Parce que parfois, la pauvreté ne crie pas. Elle ne tend pas la main. Elle se tapit dans la dignité, le silence, l’apparence d’un quotidien “normal”.
Dans l’espace public, cette proximité n’est pas toujours possible. Et c’est là que le dilemme ressurgit.Le Coran le dit clairement :“Quant au mendiant, ne le brusque pas.” (Sourate Ad-Duḥā, v.10)Ce verset, court mais radical, rappelle une chose : quelle que soit ta décision, tu n’as pas à humilier. Ne juge pas. Ne claque pas la vitre. Même si tu ne donnes rien, garde ta dignité… et la sienne.
Alors oui, certaines scènes sont dérangeantes. Des enfants instrumentalisés. Des corps mutilés mis en avant pour susciter l’aumône. Des files de mendiants aux péages autoroutiers, dans des zones pourtant réglementées. Mais l’humiliation n’est jamais une solution. Et la brutalité ne soigne pas l’injustice.
Que faire alors ? Faut-il continuer à donner au risque d’alimenter un système ? Ou cesser de donner au risque de s’endurcir ?Peut-être faut-il simplement… revenir au cœur.Revenir à l’intention. À l’impact. À la relation.Donner peut-être plus lent. Plus proche. Plus réfléchi.Il peut prendre la forme d’un repas partagé. D’un don ciblé à une fondation fiable. D’un engagement ponctuel dans une cause qui te parle. D’un geste discret mais durable, comme un waqf modeste.

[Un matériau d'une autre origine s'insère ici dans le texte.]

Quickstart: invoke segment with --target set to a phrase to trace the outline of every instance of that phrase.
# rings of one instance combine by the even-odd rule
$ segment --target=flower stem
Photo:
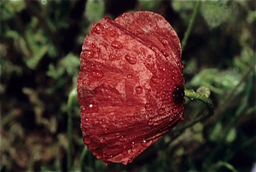
[[[194,9],[194,12],[193,12],[192,17],[191,17],[191,19],[189,20],[189,26],[188,26],[187,31],[185,32],[184,37],[183,38],[183,41],[182,41],[182,50],[183,51],[184,50],[184,48],[185,48],[185,46],[187,44],[189,37],[189,35],[191,33],[191,31],[192,31],[193,26],[194,26],[196,15],[197,15],[198,11],[199,11],[200,4],[201,4],[201,1],[197,1],[196,3],[195,3],[195,9]]]
[[[197,118],[195,118],[193,121],[187,123],[186,124],[183,124],[180,127],[177,127],[175,129],[173,129],[172,130],[175,133],[180,133],[182,131],[183,131],[185,129],[193,126],[194,124],[197,123],[200,121],[203,121],[207,118],[210,118],[213,115],[214,111],[213,111],[213,104],[212,103],[211,100],[199,93],[196,93],[193,90],[189,90],[189,89],[184,89],[184,93],[185,93],[185,96],[191,99],[191,100],[199,100],[201,101],[202,101],[203,103],[206,104],[206,106],[208,108],[208,113],[207,115],[201,115]]]
[[[73,99],[77,96],[77,88],[72,89],[72,91],[68,95],[67,100],[67,140],[68,140],[68,147],[67,147],[67,171],[71,171],[72,169],[72,135],[73,135],[73,113],[72,107]]]
[[[208,108],[209,111],[209,117],[213,115],[213,105],[211,101],[211,100],[199,93],[196,93],[193,90],[189,90],[189,89],[185,89],[185,96],[188,97],[189,99],[194,100],[196,99],[198,100],[202,101],[204,104],[206,104],[206,106]]]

Des structures existent. La Fondation Mohammed VI, la Fondation Lalla Meryem, des plateformes de confiance comme Kiwi Collecte ou d’autres ONG locales, sérieuses, vérifiées. Les possibilités sont nombreuses. Mais rien ne remplace la vigilance. Ni la sincérité.
Et surtout, ne tombons pas dans le piège de la suranalyse.Donner n’est pas un test de moralité. Ce n’est pas ton rôle de deviner toute l’histoire derrière un regard. Ce n’est pas ton devoir d’évaluer la véracité d’une détresse.
Ton devoir, c’est ton intention.Si tu donnes avec le cœur, le reste ne t’appartient plus.Ce monde ne manque pas de misère.Il manque parfois de confiance.